The acquisition process of helicopters is changing, especially from different governments. Is full ownership disappearing in favor of rental solution?

This is especially true in the military markets. The Americans led the way with the privatization of sovereign missions ranging from simple basic surveillance to intervention in the combat zone, or by entrusting ground or flight training to private companies. For example, “Air Center Helicopters” performs logistics and support missions for the US military with H225s. In the UK, counties (or shires) have been using the Aircraft Crew Maintenance Insurance (ACMI) formula for police for 30 years. The whole service is private and the monthly invoicing includes the machine in the unit livery, the pilot, the maintenance, the presence of two police officers on board, a judicial police officer to note and record and a chief of cabin responsible for mission equipment. In Europe, in general, we are slowly starting to entrust maintenance and training tasks to private companies.
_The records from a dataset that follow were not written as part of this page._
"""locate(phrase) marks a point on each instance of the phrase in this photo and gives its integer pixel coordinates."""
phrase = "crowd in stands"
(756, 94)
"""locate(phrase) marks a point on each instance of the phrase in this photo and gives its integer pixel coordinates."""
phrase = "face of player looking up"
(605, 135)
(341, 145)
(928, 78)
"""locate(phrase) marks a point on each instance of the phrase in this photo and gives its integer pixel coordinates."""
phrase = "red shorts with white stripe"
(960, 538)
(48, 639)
The real news is budget. In Europe, to meet the Brussels requirements, it is necessary to contain expenses. The purchase of new helicopters is frowned upon by the finance ministries of the member states, regardless of the country. Also, leasing is by far the most flexible solution and allows you to change machines regularly – every five to ten years – instead of having to keep them sometimes for 40 years. From an accounting point of view, it allows managers from different countries to reference investment as “exceptional budget allocated to external operations”, or as “one-off rental of equipment and services”, terms politically acceptable to public opinion. The privatization of the global easement (machine and maintenance) which is not of a strategic nature and can therefore be carried out by civilians, allows operators – the armed forces – to free themselves from supply constraints and to account for optimum availability of its materials. The evolution will come from some countries in Africa or South America who prefer to quickly equip themselves with used machines to carry out quality missions with well-controlled budgets, rather than waiting for a long time the financing of new aircraft.